U.S. stocks rose sharply in July, bouncing back from 2022 lows set in June. Stocks fell into a bear market this year as the Federal Reserve has aggressively raised interest rates in an effort to curb inflation that continues to run at its hottest in around four decades.

See: JP Morgan quant who called summer rebound in stocks says rally could continue even if corporate profits decline

The sharp tightening has stirred recession fears, though stocks have found support on ideas prospects of a slowdown will lead the Fed to slow the pace of rate increases or begin cutting rates in 2023—a prospect that many economists and analysts see as dubious.

Read: Did the stock market peer through ‘rose-colored glasses’ as tech surged in July?

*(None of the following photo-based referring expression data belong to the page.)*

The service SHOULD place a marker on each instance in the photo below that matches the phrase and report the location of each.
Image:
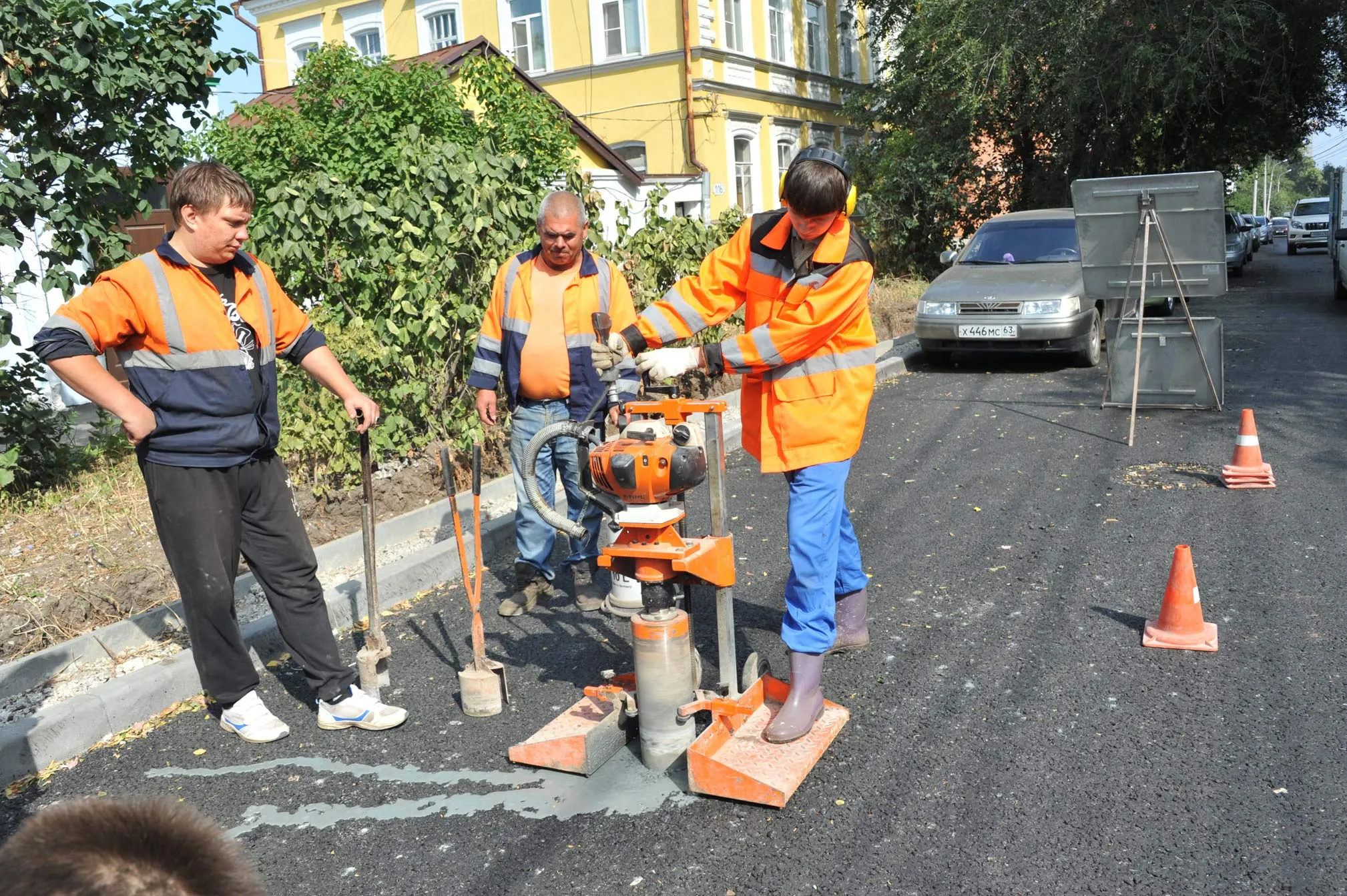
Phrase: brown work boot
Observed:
(587, 594)
(852, 616)
(530, 584)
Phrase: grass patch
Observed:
(893, 306)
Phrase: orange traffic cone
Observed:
(1246, 470)
(1180, 624)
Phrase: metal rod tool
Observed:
(370, 660)
(483, 683)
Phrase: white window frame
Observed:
(507, 33)
(599, 38)
(824, 38)
(301, 33)
(429, 9)
(751, 131)
(788, 51)
(849, 43)
(745, 27)
(783, 135)
(361, 18)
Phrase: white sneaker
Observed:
(252, 721)
(358, 711)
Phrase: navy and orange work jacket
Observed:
(168, 326)
(807, 353)
(600, 287)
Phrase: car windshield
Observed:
(1319, 207)
(1024, 241)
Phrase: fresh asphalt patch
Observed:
(1008, 735)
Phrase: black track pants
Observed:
(206, 517)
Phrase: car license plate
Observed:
(988, 332)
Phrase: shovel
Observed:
(370, 660)
(483, 683)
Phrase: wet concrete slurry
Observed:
(1008, 735)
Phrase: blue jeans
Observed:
(534, 538)
(825, 556)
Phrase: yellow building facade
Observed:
(767, 77)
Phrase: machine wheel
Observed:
(1089, 357)
(755, 668)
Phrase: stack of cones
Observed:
(1180, 624)
(1246, 468)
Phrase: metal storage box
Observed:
(1171, 370)
(1191, 209)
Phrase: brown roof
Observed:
(452, 58)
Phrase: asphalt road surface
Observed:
(1009, 734)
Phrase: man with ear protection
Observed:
(802, 275)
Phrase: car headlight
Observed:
(938, 308)
(1070, 306)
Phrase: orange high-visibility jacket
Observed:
(600, 287)
(807, 353)
(169, 328)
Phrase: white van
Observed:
(1308, 225)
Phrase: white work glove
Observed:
(663, 364)
(605, 357)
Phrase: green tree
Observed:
(88, 92)
(388, 197)
(1000, 104)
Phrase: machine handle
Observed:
(603, 326)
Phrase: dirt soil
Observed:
(88, 554)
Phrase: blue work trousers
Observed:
(534, 538)
(825, 556)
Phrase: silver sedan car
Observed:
(1015, 287)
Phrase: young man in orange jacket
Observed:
(198, 324)
(803, 276)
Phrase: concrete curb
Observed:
(71, 727)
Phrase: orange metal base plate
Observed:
(740, 765)
(579, 741)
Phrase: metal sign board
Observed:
(1191, 210)
(1172, 373)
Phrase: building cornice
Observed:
(768, 96)
(267, 7)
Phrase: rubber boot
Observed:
(803, 705)
(530, 584)
(587, 594)
(853, 632)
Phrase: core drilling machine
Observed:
(640, 480)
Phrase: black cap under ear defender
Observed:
(828, 156)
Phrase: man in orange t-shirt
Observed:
(535, 342)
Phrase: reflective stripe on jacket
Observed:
(168, 324)
(807, 353)
(600, 287)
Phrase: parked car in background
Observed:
(1308, 225)
(1237, 246)
(1015, 287)
(1254, 242)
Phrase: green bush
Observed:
(34, 448)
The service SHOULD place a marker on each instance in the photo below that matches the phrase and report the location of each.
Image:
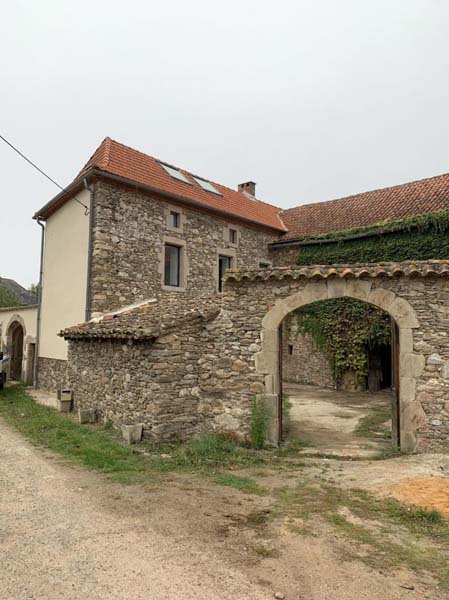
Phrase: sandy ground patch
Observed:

Investors were also weighing another busy day of earnings reports, which have so far come in better than feared.

Companies in focus
  • Shares of Uber Technologies Inc. UBER surged more than 14% after the ride-hailing and delivery services company swung to a second-quarter loss but reported a more than doubling in revenue that beat expectations by a wide margin and became cash-flow positive for the first time.
  • Caterpillar Inc. CAT shares fell 3.1% to lead Dow decliners after the construction and mining equipment maker reported second-quarter profit that beat expectations but sales that came up short, as higher pricing and sales volume were partially offset by unfavorable currency impacts.
  • TD Bank Group TD said Tuesday it would buy investment bank Cowen Inc. COWN for $1.3 billion, or $39 a share, a premium of about 10% over its closing price of $35.49 a share on Monday and a purchase price multiple of 8.1 times Cowen’s estimated 2023 earnings. Cowen shares rose 7.7%, while TD shares declined 0.8%.
  • Pinterest Inc. PINS late Monday missed expectations for earnings and guided for revenue lower than analysts expected in the current quarter, but shares were rallying as users stuck around and activist investor Elliott Management Corp. confirmed a previously reported investment in the company. Pinterest shares rose 12%.
  • Shares of DuPont de Nemours Inc. DD fell 1.4% after the specialty materials and chemicals company reported second-quarter profit and sales that beat expectations but provided a downbeat third-quarter outlook, citing foreign currency headwinds and unplanned downtime at a Virginia site.
  • JetBlue Airways Corp. JBLU fell 6.3% after the airline reported a larger loss than analysts had been expecting. 
  • Sabre Corp. SABR shares rose 3.7% after the online travel company posted a smaller-than-expected second-quarter loss and said it believes the travel recovery is on a long-term uptrend.
  • Hotel operator Marriott International Inc. MAR beat estimates for the second quarter and offered upbeat guidance. Shares were off 1.6%.
Other assets
  • The ICE U.S. Dollar Index DXY, a measure of the currency against a basket of six major rivals, was up 0.4%.
  • The U.S. oil benchmark CL was flat near $93.88 a barrel, while gold futures GC00 rose 0.8% to trade above $1,800 an ounce.
  • Bitcoin BTCUSD slumped 2.2% to trade near $22,780.
  • The Stoxx Europe 600 XX:SXXP fell 0.4%, while London’s FTSE 100 UK:UKX was fractionally higher.
  • China’s benchmark Shanghai Composite CN:SHCOMP ended 2.3% lower, while the Hang Seng Index HK:HSI shed 2.4% in Hong Kong and Japan’s Nikkei 225 JP:NIK declined 1.4%.